Originária da América do Sul, a Wasmannia auropunctata, também conhecida como formiga elétrica, é uma das espécies exóticas mais perigosas do mundo e foi considerada “preocupante” pela Comissão Europeia. Apesar disso, e segundo o jornal espanhol La Vanguardia, Espanha não está a cumprir a obrigação de controlo imposta pela legislação europeia.
Uma ameaça invisível, mas séria
A presença desta formiga foi detetada pela primeira vez em Marbella, em 2018, e desde então alastrou-se para várias localidades de Málaga. Três estudos científicos recentes confirmam agora novos focos em Elche (Alicante) e no sul de Tenerife.

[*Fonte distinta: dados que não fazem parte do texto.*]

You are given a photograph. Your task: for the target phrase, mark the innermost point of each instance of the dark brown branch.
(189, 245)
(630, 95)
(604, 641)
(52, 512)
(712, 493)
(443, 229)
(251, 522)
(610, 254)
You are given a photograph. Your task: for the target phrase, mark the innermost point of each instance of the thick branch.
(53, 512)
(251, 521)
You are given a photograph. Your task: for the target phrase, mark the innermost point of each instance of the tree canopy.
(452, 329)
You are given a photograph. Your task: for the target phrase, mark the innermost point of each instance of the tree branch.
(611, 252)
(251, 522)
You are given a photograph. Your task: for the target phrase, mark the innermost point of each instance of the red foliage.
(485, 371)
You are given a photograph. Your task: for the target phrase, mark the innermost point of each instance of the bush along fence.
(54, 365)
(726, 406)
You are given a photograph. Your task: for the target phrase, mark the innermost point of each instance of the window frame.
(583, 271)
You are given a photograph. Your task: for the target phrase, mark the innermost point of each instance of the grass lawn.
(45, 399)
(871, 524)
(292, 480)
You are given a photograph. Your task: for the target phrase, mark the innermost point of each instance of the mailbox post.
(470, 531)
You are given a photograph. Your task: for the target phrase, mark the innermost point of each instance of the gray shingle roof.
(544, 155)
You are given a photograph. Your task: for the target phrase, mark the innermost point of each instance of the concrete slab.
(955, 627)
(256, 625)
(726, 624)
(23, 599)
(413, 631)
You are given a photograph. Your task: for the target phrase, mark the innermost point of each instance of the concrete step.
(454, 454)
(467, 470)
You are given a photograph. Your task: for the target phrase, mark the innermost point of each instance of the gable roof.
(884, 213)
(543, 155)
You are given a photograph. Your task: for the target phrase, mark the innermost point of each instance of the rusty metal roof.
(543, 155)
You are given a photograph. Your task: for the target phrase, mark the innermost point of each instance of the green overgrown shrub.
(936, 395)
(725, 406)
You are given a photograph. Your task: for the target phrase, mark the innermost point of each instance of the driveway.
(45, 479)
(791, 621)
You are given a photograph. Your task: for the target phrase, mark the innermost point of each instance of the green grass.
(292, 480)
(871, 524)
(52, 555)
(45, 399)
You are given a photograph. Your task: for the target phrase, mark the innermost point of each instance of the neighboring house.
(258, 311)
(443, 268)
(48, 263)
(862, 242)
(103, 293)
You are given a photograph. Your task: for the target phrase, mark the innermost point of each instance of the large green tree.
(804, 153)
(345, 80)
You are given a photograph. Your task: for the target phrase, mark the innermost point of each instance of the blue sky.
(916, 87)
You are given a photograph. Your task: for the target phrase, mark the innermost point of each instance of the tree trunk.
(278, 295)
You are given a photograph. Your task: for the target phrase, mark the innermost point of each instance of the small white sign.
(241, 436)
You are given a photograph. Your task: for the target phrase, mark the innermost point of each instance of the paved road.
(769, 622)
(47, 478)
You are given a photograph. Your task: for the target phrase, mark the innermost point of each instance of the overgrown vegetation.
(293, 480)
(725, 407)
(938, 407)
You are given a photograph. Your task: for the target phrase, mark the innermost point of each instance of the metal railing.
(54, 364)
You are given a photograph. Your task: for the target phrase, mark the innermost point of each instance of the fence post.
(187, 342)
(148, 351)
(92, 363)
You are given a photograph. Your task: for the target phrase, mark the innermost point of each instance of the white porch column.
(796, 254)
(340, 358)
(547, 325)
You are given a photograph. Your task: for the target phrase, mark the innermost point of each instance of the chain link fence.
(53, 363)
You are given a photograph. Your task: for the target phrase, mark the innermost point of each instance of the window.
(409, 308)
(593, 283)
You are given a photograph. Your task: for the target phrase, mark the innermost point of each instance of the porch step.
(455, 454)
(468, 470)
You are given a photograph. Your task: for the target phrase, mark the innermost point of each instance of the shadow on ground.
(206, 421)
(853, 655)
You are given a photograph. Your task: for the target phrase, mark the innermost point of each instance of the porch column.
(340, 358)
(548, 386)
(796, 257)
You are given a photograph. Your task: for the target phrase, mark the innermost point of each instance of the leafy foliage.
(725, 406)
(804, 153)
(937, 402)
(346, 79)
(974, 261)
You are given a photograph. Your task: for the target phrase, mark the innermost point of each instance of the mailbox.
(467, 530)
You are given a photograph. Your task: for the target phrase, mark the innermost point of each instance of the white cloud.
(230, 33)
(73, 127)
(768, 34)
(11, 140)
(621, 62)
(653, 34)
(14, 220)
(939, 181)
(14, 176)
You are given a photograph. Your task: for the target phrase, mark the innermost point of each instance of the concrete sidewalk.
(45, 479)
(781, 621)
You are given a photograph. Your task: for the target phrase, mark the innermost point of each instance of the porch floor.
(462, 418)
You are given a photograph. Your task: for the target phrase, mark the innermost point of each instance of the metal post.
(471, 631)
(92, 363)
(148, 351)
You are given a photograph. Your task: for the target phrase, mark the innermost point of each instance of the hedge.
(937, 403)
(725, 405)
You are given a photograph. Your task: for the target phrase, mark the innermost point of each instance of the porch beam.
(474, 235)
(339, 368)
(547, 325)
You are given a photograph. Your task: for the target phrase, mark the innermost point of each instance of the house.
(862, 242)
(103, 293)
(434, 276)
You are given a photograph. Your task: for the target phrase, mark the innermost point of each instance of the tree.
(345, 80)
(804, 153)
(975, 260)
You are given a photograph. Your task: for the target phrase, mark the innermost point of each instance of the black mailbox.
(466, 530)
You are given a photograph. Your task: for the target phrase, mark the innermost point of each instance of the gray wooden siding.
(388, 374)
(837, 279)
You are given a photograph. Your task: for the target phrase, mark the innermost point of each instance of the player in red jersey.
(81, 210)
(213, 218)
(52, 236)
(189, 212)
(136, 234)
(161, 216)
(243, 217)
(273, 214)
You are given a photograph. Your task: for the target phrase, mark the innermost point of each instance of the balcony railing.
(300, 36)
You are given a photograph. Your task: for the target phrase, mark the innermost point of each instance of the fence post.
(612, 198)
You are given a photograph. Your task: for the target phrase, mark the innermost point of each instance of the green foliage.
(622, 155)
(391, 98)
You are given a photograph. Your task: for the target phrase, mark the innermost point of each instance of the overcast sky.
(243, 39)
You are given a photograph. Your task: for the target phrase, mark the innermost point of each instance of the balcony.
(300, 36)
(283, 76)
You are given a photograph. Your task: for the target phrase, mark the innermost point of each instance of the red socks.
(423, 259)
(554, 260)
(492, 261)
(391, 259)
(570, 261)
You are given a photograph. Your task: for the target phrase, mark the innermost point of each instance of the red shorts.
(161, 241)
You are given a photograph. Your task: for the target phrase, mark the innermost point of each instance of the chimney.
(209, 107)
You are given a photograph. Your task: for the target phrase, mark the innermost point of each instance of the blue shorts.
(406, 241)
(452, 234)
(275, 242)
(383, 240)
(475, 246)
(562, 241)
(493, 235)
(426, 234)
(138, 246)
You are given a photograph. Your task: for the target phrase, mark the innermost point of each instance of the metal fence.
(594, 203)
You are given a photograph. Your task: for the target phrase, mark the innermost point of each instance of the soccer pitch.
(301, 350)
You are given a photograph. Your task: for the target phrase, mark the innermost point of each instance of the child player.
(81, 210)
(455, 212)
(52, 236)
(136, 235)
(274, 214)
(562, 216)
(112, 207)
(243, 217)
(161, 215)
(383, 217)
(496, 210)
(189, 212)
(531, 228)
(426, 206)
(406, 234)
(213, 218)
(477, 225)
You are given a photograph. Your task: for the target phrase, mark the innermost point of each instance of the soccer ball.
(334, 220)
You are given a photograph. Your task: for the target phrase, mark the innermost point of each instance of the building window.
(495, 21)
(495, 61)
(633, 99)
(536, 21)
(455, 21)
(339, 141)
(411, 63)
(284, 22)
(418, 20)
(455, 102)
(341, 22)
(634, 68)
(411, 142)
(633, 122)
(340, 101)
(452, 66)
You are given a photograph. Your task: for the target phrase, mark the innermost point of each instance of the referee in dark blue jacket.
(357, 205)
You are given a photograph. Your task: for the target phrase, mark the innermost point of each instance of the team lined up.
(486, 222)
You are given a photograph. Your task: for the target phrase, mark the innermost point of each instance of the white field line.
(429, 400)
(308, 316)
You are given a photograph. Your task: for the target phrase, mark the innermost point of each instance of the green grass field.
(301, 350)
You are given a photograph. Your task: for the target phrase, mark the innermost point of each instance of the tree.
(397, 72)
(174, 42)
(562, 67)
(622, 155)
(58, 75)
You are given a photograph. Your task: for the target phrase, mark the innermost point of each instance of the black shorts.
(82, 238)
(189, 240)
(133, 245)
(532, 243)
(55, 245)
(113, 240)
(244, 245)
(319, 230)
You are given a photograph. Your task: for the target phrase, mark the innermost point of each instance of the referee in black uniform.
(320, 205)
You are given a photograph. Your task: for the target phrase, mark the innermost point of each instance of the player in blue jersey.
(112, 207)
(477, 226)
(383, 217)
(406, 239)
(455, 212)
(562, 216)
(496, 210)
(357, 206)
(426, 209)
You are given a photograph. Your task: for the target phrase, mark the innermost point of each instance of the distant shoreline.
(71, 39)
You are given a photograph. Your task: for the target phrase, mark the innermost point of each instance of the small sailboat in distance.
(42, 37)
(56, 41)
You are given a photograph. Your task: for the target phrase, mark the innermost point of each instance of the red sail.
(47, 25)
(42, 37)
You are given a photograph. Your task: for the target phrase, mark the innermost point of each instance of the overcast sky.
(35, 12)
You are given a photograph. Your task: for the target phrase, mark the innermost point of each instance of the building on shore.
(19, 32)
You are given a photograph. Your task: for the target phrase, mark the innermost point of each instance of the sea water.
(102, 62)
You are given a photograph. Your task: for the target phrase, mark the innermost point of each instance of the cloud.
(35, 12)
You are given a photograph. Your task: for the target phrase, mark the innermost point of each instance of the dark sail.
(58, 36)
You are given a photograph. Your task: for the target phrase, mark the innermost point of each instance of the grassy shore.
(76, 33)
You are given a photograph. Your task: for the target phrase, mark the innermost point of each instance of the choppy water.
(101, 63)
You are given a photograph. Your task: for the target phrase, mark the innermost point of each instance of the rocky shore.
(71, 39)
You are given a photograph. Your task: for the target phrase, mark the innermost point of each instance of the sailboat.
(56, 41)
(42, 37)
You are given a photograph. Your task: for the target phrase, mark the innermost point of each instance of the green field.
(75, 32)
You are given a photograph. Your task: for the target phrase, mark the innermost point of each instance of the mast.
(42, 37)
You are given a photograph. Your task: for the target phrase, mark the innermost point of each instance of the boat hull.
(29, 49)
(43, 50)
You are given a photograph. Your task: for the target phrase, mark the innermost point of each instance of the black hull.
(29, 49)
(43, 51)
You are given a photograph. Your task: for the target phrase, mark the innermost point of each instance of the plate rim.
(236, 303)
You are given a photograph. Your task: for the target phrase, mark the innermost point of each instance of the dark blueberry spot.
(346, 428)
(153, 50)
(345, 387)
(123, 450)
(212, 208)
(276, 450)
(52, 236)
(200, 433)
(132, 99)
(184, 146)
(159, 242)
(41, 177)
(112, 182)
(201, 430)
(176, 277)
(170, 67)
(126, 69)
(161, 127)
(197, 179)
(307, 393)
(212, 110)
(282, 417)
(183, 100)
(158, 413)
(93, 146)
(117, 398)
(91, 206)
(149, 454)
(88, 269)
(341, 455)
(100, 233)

Segundo os investigadores, a sua expansão já atinge áreas naturais, revelando uma capacidade de adaptação invulgar.
Além de agressiva com outras espécies, a W. auropunctata pode picar humanos, provocar cegueira em animais domésticos e afetar seriamente a biodiversidade, ao eliminar outras formigas nativas.
Espanha ignora as obrigações europeias
De acordo com o Regulamento (UE) 1143/2014, quando uma espécie invasora é detetada, o país afetado tem três meses para iniciar um plano de erradicação. Isso nunca foi feito em Espanha, apesar das denúncias de investigadores como Carlos Pradera, coautor do estudo que identificou a espécie em Marbella.
“Com o transporte atual e as alterações climáticas, é provável que esta formiga chegue também a zonas como a Catalunha. Se não se agir agora, pode tornar-se numa praga impossível de controlar”, alertou Pradera ao jornal La Vanguardia.
Pode chegar a Portugal?
A possível chegada desta espécie a Portugal é motivo de preocupação, sobretudo devido à sua presença já confirmada nestas regiões do sul de Espanha. A proximidade geográfica e as semelhanças climáticas, em especial no Algarve, aumentam o risco de colonização, já que esta espécie adapta-se bem a ambientes húmidos e amenos, como estufas, jardins e áreas urbanas.
Plantas ornamentais na origem da infestação
A dispersão da espécie poderá estar relacionada com o comércio de plantas e cultivos ornamentais. Um estudo recente revelou a presença da formiga em cinco ninhos num campo de golfe em Tenerife. Em Elche, está já estabelecida numa área de mais de cinco hectares, incluindo zonas naturais, o que representa um novo desafio à contenção.
A sua resistência e agressividade preocupam os especialistas. A falta de resposta das autoridades pode comprometer o equilíbrio de ecossistemas sensíveis e aumentar o risco para a saúde humana.
“Ainda vamos a tempo, mas é preciso agir”
Carlos Pradera tem contactado várias administrações públicas para propor um plano coordenado de combate à W. auropunctata, mas até ao momento, não obteve resposta. Segundo o jornal espanhol La Vanguardia, os cientistas insistem que ainda é possível travar a expansão, mas o tempo está a esgotar-se.